Last Wednesday, my dear friend Captain Carlos Contreiras, hero of the Portuguese April 25, who was mainly responsible for the Navy’s participation in that historic day, died in Beja (Portugal), in his native Alentejo, at the age of 83. He overthrew Marcelo Caetano’s regime and ended 40 years of dictatorship in the sister country. He was the link between the Portuguese Movimento das Forces Armadas (MFA), the organization of the captains of april, and the Democratic Military Union (UMD), which fought for the recovery of democracy in Spain from within the Armed Forces during the dictatorship of General Franco.
When I had to go into exile after the arrests of nine members of the UMD, he welcomed me in Portugal and later made it possible for me to give the press conference that I held in Paris on October 13, 1975. He was then a member of the Council of the Revolution representing the Navy and Director of the Portuguese Information Service (SDCI).
I remember that, in the middle of the crisis hot summer In 1975, Carlos barely had time to sleep and when Pilar, his wife, was away, I took care of his three girls. In one of those visits to his house in San Pedro de Estoril he showed me the exact place where, on the eve of April 25, at a meeting of the MFA he proposed that the broadcast of the song Grandola, Vila Morena on the radio was the signal for the troops to leave and the revolution to begin.
From those dates until now I have continued to maintain a close friendship with Carlos Contreiras, to whom I will always be very grateful for his help during the exile and to whom I will always remember with enormous affection and admiration.

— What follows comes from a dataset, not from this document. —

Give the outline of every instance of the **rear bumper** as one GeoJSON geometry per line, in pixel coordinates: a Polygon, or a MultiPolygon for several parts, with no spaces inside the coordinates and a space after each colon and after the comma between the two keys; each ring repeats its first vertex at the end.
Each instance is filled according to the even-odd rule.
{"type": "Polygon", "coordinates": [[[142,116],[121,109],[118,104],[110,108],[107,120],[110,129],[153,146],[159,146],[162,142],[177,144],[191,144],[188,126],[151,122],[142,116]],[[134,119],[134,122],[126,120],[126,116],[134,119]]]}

In recent times he directed the collection Memórias de Guerra e Revolução, dedicated to deepening knowledge of the historical memory of the Portuguese Revolution, which has now turned 50 years old. Always willing to support the acts of vindication of the democratic military, the last one in which he participated was the tribute to the UMD held on October 11 at the Ateneo de Madrid, organized by the Secretariat of State for Democratic Memory.